Automatic door sensor chosen for world’s largest “green” certified convention center
Pittsburgh, Pa. (September 23, 2009) – BEA, the industry leader in automatic door sensors, has provided its Wizard door sensors to the world’s largest “green” certified convention center, host of the 2009 G-20 Pittsburgh Summit. 

 2G20Wizard BLOG

The David L. Lawrence Convention Center (Pittsburgh, Pa.) is the largest convention center in the world to receive Gold LEED® (Leadership in Energy and Environmental Design) certification.  Contributing to the building’s energy efficient design, the BEA Wizard sliding door sensor is used on the convention center’s automated entrances to conserve energy.
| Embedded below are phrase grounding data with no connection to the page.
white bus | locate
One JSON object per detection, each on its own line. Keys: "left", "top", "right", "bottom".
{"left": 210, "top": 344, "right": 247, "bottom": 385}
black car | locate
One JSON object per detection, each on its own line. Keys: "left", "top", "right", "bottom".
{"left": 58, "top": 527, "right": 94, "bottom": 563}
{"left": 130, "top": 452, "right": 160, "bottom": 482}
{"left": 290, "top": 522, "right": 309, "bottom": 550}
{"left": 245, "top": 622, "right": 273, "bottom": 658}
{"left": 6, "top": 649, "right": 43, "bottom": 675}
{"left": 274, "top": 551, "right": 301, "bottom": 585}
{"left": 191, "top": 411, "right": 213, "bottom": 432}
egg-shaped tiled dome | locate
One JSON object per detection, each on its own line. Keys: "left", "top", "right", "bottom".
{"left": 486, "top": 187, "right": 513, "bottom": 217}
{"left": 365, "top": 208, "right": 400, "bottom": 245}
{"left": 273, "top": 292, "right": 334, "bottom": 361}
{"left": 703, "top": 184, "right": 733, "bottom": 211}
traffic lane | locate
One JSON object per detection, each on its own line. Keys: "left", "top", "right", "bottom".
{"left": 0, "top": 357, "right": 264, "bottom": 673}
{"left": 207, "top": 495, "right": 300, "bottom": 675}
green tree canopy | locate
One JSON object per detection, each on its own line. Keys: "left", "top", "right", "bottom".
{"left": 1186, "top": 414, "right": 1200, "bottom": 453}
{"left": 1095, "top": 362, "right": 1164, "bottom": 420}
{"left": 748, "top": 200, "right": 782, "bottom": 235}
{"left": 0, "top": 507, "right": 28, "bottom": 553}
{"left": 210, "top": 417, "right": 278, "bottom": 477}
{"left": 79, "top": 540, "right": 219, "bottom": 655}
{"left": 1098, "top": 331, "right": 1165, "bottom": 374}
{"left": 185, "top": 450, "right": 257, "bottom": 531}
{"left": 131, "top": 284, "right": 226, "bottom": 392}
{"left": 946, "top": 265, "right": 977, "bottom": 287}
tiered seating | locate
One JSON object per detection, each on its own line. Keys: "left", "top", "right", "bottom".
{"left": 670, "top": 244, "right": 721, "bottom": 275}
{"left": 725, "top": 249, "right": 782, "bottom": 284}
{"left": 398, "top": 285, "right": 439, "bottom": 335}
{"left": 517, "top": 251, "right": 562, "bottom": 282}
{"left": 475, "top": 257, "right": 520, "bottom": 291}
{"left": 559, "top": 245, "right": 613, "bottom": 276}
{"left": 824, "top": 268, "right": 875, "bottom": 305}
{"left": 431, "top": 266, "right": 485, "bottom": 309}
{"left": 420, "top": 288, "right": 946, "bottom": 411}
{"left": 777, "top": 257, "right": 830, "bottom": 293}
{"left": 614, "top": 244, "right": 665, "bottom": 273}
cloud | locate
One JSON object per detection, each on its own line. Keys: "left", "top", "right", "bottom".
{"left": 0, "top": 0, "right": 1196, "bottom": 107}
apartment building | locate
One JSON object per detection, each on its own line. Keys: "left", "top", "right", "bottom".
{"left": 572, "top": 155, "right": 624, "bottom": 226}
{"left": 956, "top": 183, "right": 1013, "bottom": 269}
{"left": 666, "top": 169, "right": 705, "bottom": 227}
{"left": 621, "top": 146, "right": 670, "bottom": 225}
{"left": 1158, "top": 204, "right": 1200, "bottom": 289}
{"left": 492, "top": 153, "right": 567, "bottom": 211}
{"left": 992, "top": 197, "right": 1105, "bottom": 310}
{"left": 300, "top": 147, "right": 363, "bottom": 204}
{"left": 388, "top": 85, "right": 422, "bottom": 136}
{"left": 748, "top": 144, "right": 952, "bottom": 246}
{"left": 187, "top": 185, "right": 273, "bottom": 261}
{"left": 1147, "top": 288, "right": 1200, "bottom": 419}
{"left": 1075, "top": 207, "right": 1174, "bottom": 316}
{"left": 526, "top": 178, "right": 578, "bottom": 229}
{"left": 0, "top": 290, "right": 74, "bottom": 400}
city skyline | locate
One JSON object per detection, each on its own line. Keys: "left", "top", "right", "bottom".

The Wizard combines K-band microwave and focused active infrared technology to provide activation and safety for a sliding door.  The detector’s microwave activation circuit includes unidirectional detection, which can discriminate between arriving and departing pedestrian traffic.  This intelligent detection can quickly identify a person who has crossed the door’s threshold and is walking away from the opening, allowing the door to close faster behind departing traffic and minimizing energy loss.  If a departing person reverses direction and returns to the building, the high resolution K-band microwave can quickly respond and reactivate the door.  The BEA Wizard fully complies with the ANSI 156.10 safety standard.

Because of its status as the world’s largest “green” certified convention center, the David L. Lawrence Convention Center has been chosen to host the 2009 G-20 Pittsburgh Summit on September 24, 2009.  The Summit is a meeting of world leaders to discuss financial markets and the world economy.